Outsmarting SQL Joins

Reynold Greenlaw

If you work with SQL you will know about the various types of join and what they do:

  • [Inner] Join
  • Left [Outer] Join
  • Right [Outer] Join
  • Full [Outer] Join
  • Cross Join

(Where the Inner and Outer keywords are optional).

But how does SQL actually do the joining? Usually, it picks the most appropriate method (ie the fastest) and everything’s fine. Occasionally, however, it drops the performance ball and everything grinds to a halt. In these situations, knowing what’s going on behind the scenes can help to overrule SQL and get a better performance.

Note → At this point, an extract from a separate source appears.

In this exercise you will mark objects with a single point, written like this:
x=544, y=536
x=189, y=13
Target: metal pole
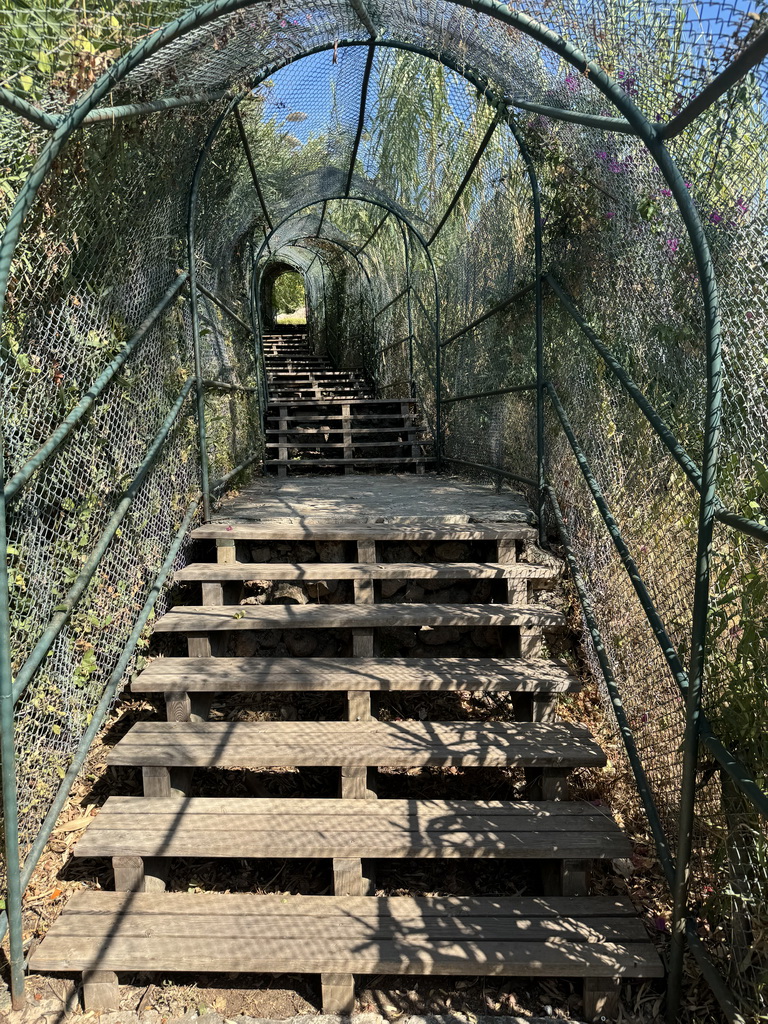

Here’s how SQL does joins:

Nested Loop
Good for joining from a small table to a large indexed table. Each row in the small table is taken in turn and matches found in the large indexed table use an index lookup.

Merge
Good for joining between two large tables. These are both sorted on the columns being used for the join. The first row in one table is then compared with the first row in the second. Depending on which has the bigger value for the join column, the next row is then read from one or other of the tables. This process, which is, essentially, stepping down through the tables one row at a time, matching on the join column, is repeated until the end of one is reached.

Hash
Used when all else fails. Neither table needs to be indexed nor sorted. Each row in the smaller table is hashed and put into a hash bucket. Each row in the larger table is then hashed and checked against the corresponding hash bucket for a match.

Sometimes, we know that one particular type of join will be better when SQL decides to pick another. SQL can be forced to use one option quite simply with the syntax: Left Merge Join, etc. This can result in significant performance improvements so give it a try!